If this were to happen, Dr Petrov said marked social tension between South Koreans and North Koreans would follow, including abuse, crime and other social problems.

“Both countries have been isolated from each other, they speak different dialects, understand the world differently. South Korea doesn’t need its impoverished, aggressive, poorly educated brothers to inundate South Korea,” he said.

Dr Petrov argued the South Korean economy was reaching crisis point and urgently needed access cheap resource and labour, News Corp reported.

“South Korea might use the opportunity to exploit North Koreans who have less education or experience in enterprise.

“Millions of North Korean workers could become second class citizens, there could be widespread discrimination - even the border might be kept for years to stop mass immigration.

If the US was successful in wiping out the North Korean regime, experts predict the process of reunification between the two Koreas to follow would become exhausting and economically catastrophic. Picture: AFP

“It will take at least a decade before the level of prosperity will be equalised between North and South.”

The best-case scenario is something akin to the reunification of Germany in 1990. South Korea would likely benefit economically in the long run, according to a report from Capital Economics.

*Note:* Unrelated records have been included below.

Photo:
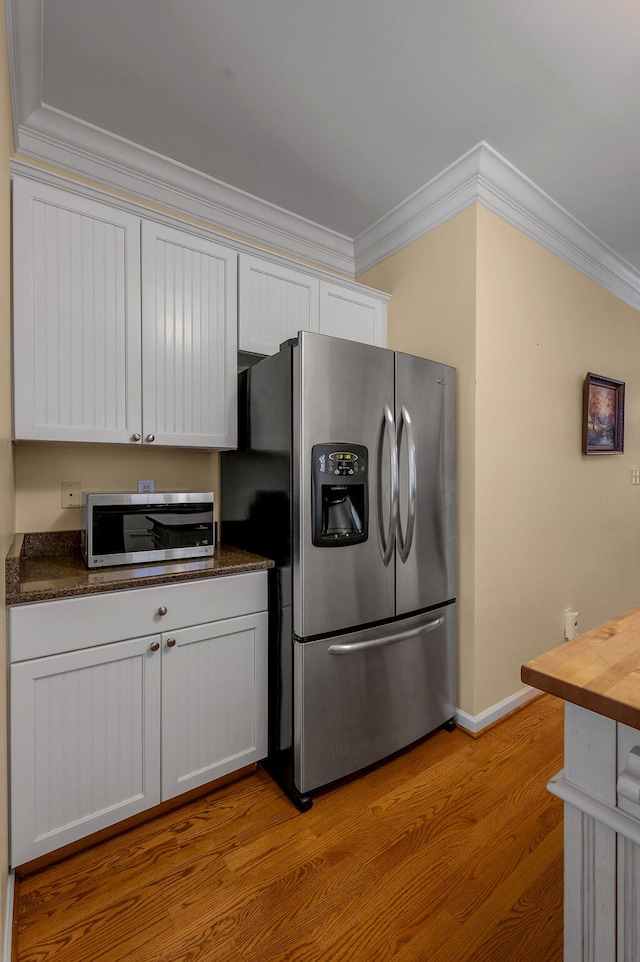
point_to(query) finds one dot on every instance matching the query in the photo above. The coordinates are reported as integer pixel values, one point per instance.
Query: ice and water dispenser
(340, 494)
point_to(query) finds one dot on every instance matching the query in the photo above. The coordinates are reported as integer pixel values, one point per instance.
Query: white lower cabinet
(103, 732)
(600, 787)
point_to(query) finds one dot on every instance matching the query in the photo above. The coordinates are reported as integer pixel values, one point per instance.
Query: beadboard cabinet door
(274, 303)
(214, 701)
(189, 339)
(76, 268)
(356, 315)
(85, 746)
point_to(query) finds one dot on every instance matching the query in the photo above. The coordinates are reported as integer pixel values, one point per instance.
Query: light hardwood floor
(449, 852)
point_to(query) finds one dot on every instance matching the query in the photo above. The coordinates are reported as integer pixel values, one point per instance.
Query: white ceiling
(338, 110)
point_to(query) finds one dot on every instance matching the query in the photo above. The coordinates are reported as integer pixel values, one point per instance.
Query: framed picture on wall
(602, 415)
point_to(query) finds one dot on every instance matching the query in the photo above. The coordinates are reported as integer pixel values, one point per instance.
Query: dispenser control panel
(346, 463)
(340, 494)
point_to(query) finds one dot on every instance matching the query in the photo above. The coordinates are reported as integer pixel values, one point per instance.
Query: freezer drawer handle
(387, 544)
(387, 640)
(405, 542)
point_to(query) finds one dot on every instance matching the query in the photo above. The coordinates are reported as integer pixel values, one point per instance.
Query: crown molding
(481, 175)
(484, 176)
(55, 138)
(20, 167)
(50, 136)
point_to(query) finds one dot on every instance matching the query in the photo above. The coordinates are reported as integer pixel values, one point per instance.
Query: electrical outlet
(570, 624)
(70, 496)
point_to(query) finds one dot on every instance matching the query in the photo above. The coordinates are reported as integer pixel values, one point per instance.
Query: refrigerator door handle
(386, 640)
(387, 544)
(405, 542)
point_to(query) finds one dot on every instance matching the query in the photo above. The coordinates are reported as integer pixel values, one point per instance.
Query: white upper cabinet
(275, 302)
(76, 294)
(108, 350)
(357, 315)
(189, 339)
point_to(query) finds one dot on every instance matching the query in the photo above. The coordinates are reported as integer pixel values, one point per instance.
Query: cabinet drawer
(52, 627)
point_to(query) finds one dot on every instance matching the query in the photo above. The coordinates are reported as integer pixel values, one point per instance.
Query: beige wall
(554, 528)
(541, 527)
(6, 455)
(40, 469)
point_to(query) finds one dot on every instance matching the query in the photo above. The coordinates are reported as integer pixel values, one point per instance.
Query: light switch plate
(70, 496)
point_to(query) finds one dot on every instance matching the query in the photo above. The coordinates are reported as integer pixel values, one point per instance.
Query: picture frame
(602, 415)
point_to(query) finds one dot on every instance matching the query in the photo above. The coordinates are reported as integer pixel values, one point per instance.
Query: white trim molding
(7, 942)
(481, 175)
(476, 723)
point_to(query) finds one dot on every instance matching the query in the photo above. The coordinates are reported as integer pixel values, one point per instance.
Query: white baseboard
(8, 918)
(475, 723)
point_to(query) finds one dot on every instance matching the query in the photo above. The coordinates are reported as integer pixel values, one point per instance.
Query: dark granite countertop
(46, 566)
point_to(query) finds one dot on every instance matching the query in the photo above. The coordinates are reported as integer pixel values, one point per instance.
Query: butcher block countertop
(44, 567)
(599, 670)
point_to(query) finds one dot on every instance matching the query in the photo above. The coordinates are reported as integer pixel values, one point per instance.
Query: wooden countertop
(44, 567)
(599, 670)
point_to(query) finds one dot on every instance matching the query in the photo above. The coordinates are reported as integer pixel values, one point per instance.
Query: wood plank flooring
(449, 852)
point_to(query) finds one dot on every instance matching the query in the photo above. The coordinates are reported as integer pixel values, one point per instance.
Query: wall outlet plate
(70, 496)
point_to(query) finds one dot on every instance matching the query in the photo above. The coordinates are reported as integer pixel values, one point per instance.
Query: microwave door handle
(387, 426)
(405, 542)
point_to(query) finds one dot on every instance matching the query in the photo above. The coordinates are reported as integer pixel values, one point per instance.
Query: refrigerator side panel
(256, 515)
(341, 389)
(426, 419)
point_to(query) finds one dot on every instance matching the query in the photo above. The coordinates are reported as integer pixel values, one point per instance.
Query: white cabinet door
(85, 743)
(189, 339)
(356, 315)
(214, 701)
(76, 317)
(274, 303)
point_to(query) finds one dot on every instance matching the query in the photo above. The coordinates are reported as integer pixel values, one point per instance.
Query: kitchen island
(598, 676)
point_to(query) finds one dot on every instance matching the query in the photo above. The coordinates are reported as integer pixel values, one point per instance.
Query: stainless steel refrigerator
(346, 476)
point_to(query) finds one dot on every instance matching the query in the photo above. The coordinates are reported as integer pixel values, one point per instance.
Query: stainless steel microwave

Like Japan and many European countries, South Korea has a population that is fairly old with the median age 41.2.

North Korea, however, is a much younger country with the median age of 33. In a peaceful transition, this would breathe youth back into the workforce and improve the South’s demographic outlook.

Youth isn’t the North’s only natural resource — it’s home to the Korean peninsula’s greatest wealth of untouched raw materials. For South Korea, access would push down the need to import and provide it with cheaper building blocks for its strong manufacturing industry.

Reunification would raise problems for crime, migration and other social issues. Picture: Reuters

Besides the utilisation of North Korea’s potential, a unified Korea could benefit significantly from lower military expenses, which cost both countries dearly. That money would be freed up for other projects.

Amid Trump’s heated words days ago, South Koreans are buying more ready-to-eat meals that could be used in an emergency and the government is planning to expand nationwide civil defence drills planned for August 23.

Hundreds of thousands of troops and huge arsenals are arranged on both sides of the tense demilitarised zone between the two Koreas.

Trump and French President Emmanuel Macron spoke by phone on Saturday and agreed to work together on a crisis on the Korean Peninsula, the White House said in a statement.

"They discussed the need to confront the increasingly dangerous situation associated with North Korea's destabilising and escalatory behavior," the White House said in a statement.